Mrs. Yeung follows Clemence into the apartment.

“Your friend says she’s worried about you.

That you’re isolated, and not working, and she can’t really get involved, because she’s too busy with her work.

” Clemence looks confused. “What?” says Mrs. Yeung.

“I read the card. Needed to see who it was for.”

“But my name was on the envelope.” Clemence pulls it out of the arrangement, her name prominently displayed.

“Okay,” Mrs. Yeung admits. “I also wanted to see who it was from. And why she had sent it. My house, my rules.” She points to the oversized citrus at the heart of the arrangement. “Are you going to eat the pomelo?”

“You want it?” A pomelo seems an acceptable payment for delivery, even factoring in the violation of privacy.

Mrs.
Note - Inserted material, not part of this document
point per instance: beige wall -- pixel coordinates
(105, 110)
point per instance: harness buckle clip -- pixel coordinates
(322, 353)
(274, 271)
Yeung accepts the fruit, holding it close like a baby, but she isn’t ready to go yet, looking around the apartment, peeking behind the bathroom door. “No rabbits,” she says, almost surprised.

“Not a single one,” Clemence affirms.

Mrs. Yeung rubs the knob at the end of the daybed. “This is a beautiful bed. It’s brass, just needs some polish. It’s high end. You’re lucky to have it.” Stopping at the shelf. “But this is new.”

“I found it.”

“Knock on wood,” says Mrs. Yeung, as she does so, humming her approval as she hears the solid sound. “This is nice. You could leave it when you go.”